Last year, the implementing rules and regulations of the Renewable Energy Act of 2008 were amended to allow 100% foreign capital in RE projects. Previously, foreign ownership in RE projects was limited to 40%.
German-Philippine Chamber of Commerce and Industry (GPCCI) President Stefan Schmitz said amendments easing restrictions for foreign investment will be positive for FDI.
“We believe that easing these restrictions will significantly enhance investment flexibility, crucial in attracting substantial FDI,” Mr.
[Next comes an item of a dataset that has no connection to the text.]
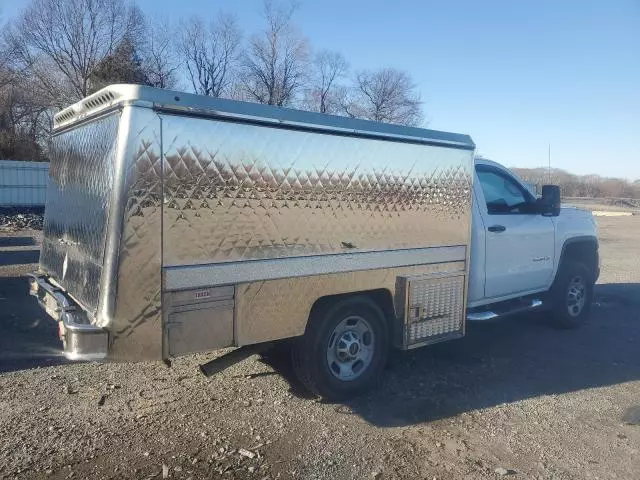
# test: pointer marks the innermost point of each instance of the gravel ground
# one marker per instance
(513, 398)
Schmitz said in a Viber message.
“This influx of FDI is not only expected to generate numerous job opportunities for Filipinos but also essential for the Philippines to maintain its competitive edge in the rapidly evolving ASEAN market,” he added.
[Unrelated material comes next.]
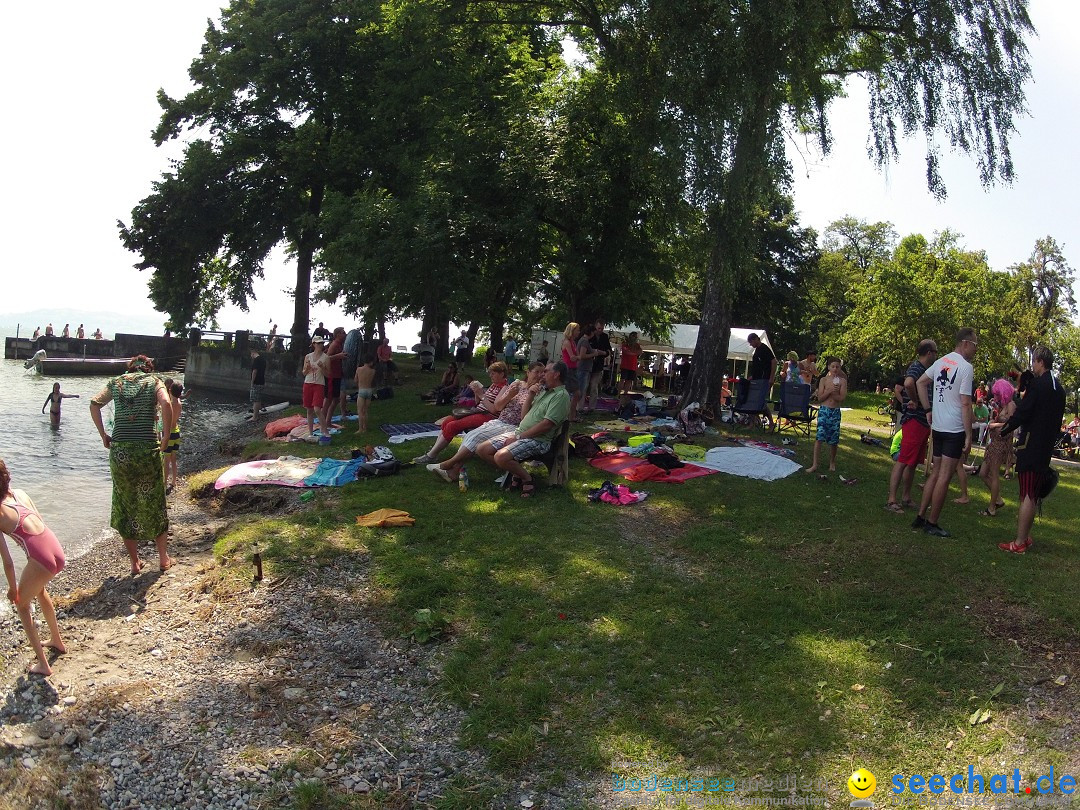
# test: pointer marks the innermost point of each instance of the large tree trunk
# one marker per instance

He said that the chamber’s support for these reforms reflects the findings of the Fall 2023 AHK (German Chamber of Commerce) Business Outlook Survey in which economic policy conditions in the Philippines were named as a primary concern among German companies.
“The relaxation of these economic restrictions on foreign investors is thus seen as a significant change that can substantially benefit our business community,” Mr. Schmitz said.
He said that the GPCCI realizes that reforms will be complex process and thus commits to supporting initiatives that will lead to a more dynamic, inclusive, and robust Philippine economy.
“We recognize that reforming constitutional economic provisions is a lengthy process. However, the GPCCI is steadfast in advocating for a thoughtful, inclusive, and efficient amendment process,” he added.
Net inflows of FDI slumped to $422 million in September, the lowest level in over three years. This was 42.2% lower than the $731-million FDI inflow seen a year earlier and 46.5% lower than the $790 million a month prior.
This brought the nine-month FDI net inflow to $5.9 billion, representing a 15.9% decline from the $7 billion a year earlier.